Brush fires are more frequent, and more dangerous when there’s a combination of all three factors, like we saw in western Massachusetts this weekend.
The dry air on Sunday created an elevated fire-risk, a threat many of us are familiar with.
Westfield resident Adam Bazanchuk told 22News he usually sees a brush fire spark in the same place every few years. “Tekoa Mountain usually catches fire from brush fires. It could be from the trains going by or even just somebody smoking a cigarette and kind of just flicking it off the side,” he said.
Bazanchuk is no stranger to fire. He told 22News his family keeps a fire pit in their backyard, but before they spark a flame, they make sure to hydrate the grass around it. “If it’s windy or dry like the last couple of days, we’ll keep the hose around, and wet the area,” he said.
April is usually one of the most common months for brush fires in western Massachusetts, but there are ways you can prevent them.

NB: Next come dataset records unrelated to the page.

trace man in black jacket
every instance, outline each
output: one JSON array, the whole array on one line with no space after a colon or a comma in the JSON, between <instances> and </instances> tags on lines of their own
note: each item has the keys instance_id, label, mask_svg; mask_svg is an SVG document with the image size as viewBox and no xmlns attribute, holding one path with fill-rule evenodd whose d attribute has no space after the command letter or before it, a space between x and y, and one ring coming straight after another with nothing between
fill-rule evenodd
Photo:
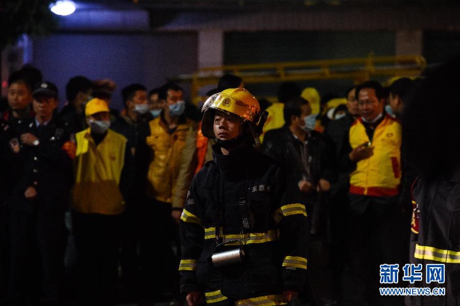
<instances>
[{"instance_id":1,"label":"man in black jacket","mask_svg":"<svg viewBox=\"0 0 460 306\"><path fill-rule=\"evenodd\" d=\"M59 305L65 242L64 214L72 185L71 157L63 148L66 127L54 116L57 89L43 82L33 91L35 116L8 143L8 162L20 174L7 200L10 244L8 296L12 302L41 300Z\"/></svg>"},{"instance_id":2,"label":"man in black jacket","mask_svg":"<svg viewBox=\"0 0 460 306\"><path fill-rule=\"evenodd\" d=\"M288 192L274 161L251 145L258 136L252 132L261 130L255 124L260 108L247 90L224 90L203 109L203 134L218 143L214 161L194 178L181 217L181 291L190 306L202 293L212 305L285 303L305 278L305 206ZM243 258L217 261L221 251Z\"/></svg>"},{"instance_id":3,"label":"man in black jacket","mask_svg":"<svg viewBox=\"0 0 460 306\"><path fill-rule=\"evenodd\" d=\"M286 103L285 125L265 134L262 150L279 160L286 169L290 180L303 194L301 203L311 216L309 257L309 284L315 304L332 304L330 263L326 236L327 193L333 180L334 153L321 134L314 131L311 107L301 97ZM321 281L318 281L321 279Z\"/></svg>"}]
</instances>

If you live in a yard where there are a lot of trees, make sure you’re clearing away all of the brush to prevent it from catching on fire.
One of the most common ways to get rid of brush is by burning it.
Patrick Sullivan of Westfield told 22News he burns brush, but goes about it in a safe way. “We usually do it in a covered container, we put the wired frame above it just to keep it from blowing out, we do leaves and sticks and things like that,” he said.
Even if you’re burning brush in a fire pit, you’ll still want to be careful this time of year, brush fires peak in April and May.